Я помню эту потрясающую поездку в деталях. Мать водила меня всюду. На обеде у французского советника по культуре я сидел рядом с ней, внимательно слушая разговоры взрослых, и был так счастлив там находиться, что даже сейчас, сорок лет спустя, могу без запинки перечислить имена всех приглашенных. Там был профессор по имени Жильбер Дагрон, некая Нена (не Нина, не Лена, а именно Нена), жена кинематографиста Жака Баратье, автора фильма «Драже с перцем» с Ги Бедо, и один парень – русский, но с французским именем: Вадим Делоне. Очень молодой, очень красивый, очень милый – что-то вроде идеального старшего брата – с ним мы быстро подружились. Если бы я любил играть, то уверен, что он играл бы со мной. Но поскольку я любил книги, он завел со мной разговор о том, что я читаю. Как и я, он наизусть знал всего Александра Дюма.

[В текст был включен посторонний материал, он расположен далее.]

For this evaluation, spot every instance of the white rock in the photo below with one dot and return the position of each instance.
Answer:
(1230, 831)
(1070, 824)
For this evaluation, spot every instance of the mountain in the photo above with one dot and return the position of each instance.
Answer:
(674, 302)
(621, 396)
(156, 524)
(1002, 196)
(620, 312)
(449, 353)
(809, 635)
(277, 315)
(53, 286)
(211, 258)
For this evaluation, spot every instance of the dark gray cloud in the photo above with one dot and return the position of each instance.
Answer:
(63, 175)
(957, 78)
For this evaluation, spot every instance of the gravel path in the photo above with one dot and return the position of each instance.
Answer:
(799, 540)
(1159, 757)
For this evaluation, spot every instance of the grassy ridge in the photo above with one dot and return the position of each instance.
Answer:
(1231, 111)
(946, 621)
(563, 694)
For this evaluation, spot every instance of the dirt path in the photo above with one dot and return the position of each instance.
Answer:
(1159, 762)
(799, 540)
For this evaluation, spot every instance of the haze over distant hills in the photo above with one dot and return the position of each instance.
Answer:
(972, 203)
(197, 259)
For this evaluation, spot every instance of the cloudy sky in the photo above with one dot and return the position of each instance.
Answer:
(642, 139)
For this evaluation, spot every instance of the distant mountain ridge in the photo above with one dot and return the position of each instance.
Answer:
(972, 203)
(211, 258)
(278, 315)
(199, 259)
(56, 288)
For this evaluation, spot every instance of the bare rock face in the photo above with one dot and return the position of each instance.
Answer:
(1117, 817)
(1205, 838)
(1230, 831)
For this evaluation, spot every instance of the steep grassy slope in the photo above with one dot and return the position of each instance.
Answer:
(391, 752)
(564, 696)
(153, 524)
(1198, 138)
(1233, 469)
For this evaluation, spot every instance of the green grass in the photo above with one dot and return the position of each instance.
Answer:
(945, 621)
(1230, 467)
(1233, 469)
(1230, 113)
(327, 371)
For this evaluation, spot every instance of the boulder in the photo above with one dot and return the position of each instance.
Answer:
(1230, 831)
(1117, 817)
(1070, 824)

Наша поездка состоялась в 1968 году, мне было десять лет. Как раз в этот момент Эдуард и Анна обосновались в Москве. В Советском Союзе переехать в другой город по собственной инициативе было не так просто. Требуется разрешение на жительство – прописка, – получить которое сложно, и это положение, введенное с возникновением СССР, сохраняется до сих пор. У Эдуарда и Анны прописки не было, и это обрекало их на тяготы полуподпольного существования, которому могла положить конец банальная проверка документов в метро. Они снимали тесные комнатушки на окраине и, чтобы не привлекать к себе внимания, часто переезжали с места на место. Все их имущество состояло из чемодана с одеждой, пишущей машинки, чтобы сочинять стихи, и швейной машинки, чтобы шить брюки. Кроме брюк, они стали изготавливать из дешевой индийской ткани сумки с двумя ручками, скопированные с картинки из старого журнала Paris Match, взятого у Баха. Себестоимость одной штуки – рубль. Продажная цена – три рубля. Их первая зима была самой суровой из всех десяти московских лет: согреться было невозможно, даже натянув на себя весь свой гардероб. К тому же постоянно хотелось есть. В столовой, куда они ходили, им случалось собирать с грязных тарелок остатки картофельного пюре и шкурки от сосисок.
Поначалу их покровителем и проводником в новой жизни был художник Брусиловский, уроженец Харькова, добившийся успеха в Москве. Двум нищим молодым людям его просторное ателье со шкурами на диванах, абажурами в виде географических карт и импортной выпивкой казалось райским уголком, приютом тепла и роскоши, а сам Брусиловский был и вправду славным мужиком – для тех, кто готов был восхищаться его успехом. Это он посоветовал Эдуарду начать покорять столицу с поэтического семинара Арсения Тарковского, что выглядело примерно так же, как если бы в ту же пору некий французский Брусиловский послал молодого амбициозного провинциала в Винсенский университет[13] слушать философа Жиля Делеза. «Но имей в виду, – предупредил Брусиловский, – народу там – тьма. Пробиться можно, только если войти в круг его учеников. Спроси Риту».